Astronomers have recently performed photometric and spectroscopic observations of a recently discovered nova, known as AT 2023prq.
- Nova is any of a class of exploding stars whose luminosity temporarily increases from several thousand to as much as 100,000 times its normal level.
- A nova reaches maximum luminosity within hours after its outburst and may shine intensely for several days or occasionally for a few weeks, after which it slowly returns to its former level of luminosity.
- Stars that become novas are nearly always too faint before eruption to be seen with the unaided eye.
- Their sudden increase in luminosity, however, is sometimes great enough to make them readily visible in the nighttime sky.

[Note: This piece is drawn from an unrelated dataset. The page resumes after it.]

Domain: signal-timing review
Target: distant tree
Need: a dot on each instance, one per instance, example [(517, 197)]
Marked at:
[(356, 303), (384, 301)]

- To observers, such objects may appear to be new stars; hence the name nova, from the Latin word for “new.”
- Studying novae is crucial to advancing our knowledge about fundamental astrophysical processes, including stellar evolution.
- How do Novas occur?
- Commonly, novas start as white dwarf stars that are part of a binary star system.
- Binary stars are two stars that are close together in the distance and revolve around each other.

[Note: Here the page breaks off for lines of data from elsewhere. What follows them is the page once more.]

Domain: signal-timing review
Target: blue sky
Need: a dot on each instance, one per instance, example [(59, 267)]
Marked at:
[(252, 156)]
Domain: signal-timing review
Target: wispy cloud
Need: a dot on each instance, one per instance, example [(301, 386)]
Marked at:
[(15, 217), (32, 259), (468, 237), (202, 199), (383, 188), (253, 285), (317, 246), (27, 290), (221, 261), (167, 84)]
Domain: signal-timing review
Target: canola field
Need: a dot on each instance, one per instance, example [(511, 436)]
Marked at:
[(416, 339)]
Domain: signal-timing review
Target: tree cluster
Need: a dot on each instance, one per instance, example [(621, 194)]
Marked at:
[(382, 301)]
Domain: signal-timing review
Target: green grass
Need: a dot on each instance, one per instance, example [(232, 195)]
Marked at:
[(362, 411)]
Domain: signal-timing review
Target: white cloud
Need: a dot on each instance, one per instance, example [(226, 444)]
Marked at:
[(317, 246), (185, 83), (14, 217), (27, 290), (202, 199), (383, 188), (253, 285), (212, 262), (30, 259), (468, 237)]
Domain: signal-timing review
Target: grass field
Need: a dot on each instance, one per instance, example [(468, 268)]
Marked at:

- The white dwarf is small and dense, and it is essentially the insides of a star that lost its outer layers. These are older stars that have lost their shine and fuel.
- The white dwarf is most likely paired with a red giant.
- The white dwarf begins to pull on its companion, the red giant, with gravitational forces.
- The white dwarf takes fuel and matter, especially hydrogen, from its companion and pulls it towards itself. The matter is quickly hurled towards the surface of the white dwarf.
- Layers of material from the red giant gather on the surface of the white dwarf. As the layers are created, the material begins to grow hotter.
- When the layers become compressed and hot enough, the material begins to combust and explodes through thermonuclear reactions.
- The hydrogen material begins to react specifically with helium. The explosion of the materials causes the white dwarf to suddenly become bright as it throws off some of the material.
Q1) What is a Red Giant?
Red giants are stars going through their death stages. It has slowly swollen up to many times its original size. Once a star becomes a red giant, it might stay that way for up to a billion years. Then the star will slowly contract and cool to become a white dwarf. The opposite of red giants, white dwarfs are Earth-sized, ultra-dense corpses of stars radiating a tiny fraction of their original energy. Eventually, after billions of years, these stars will become totally cold and radiate no energy. They’ll end their lives as a so-called black dwarf: a tiny, burned-out, virtually-invisible cinder.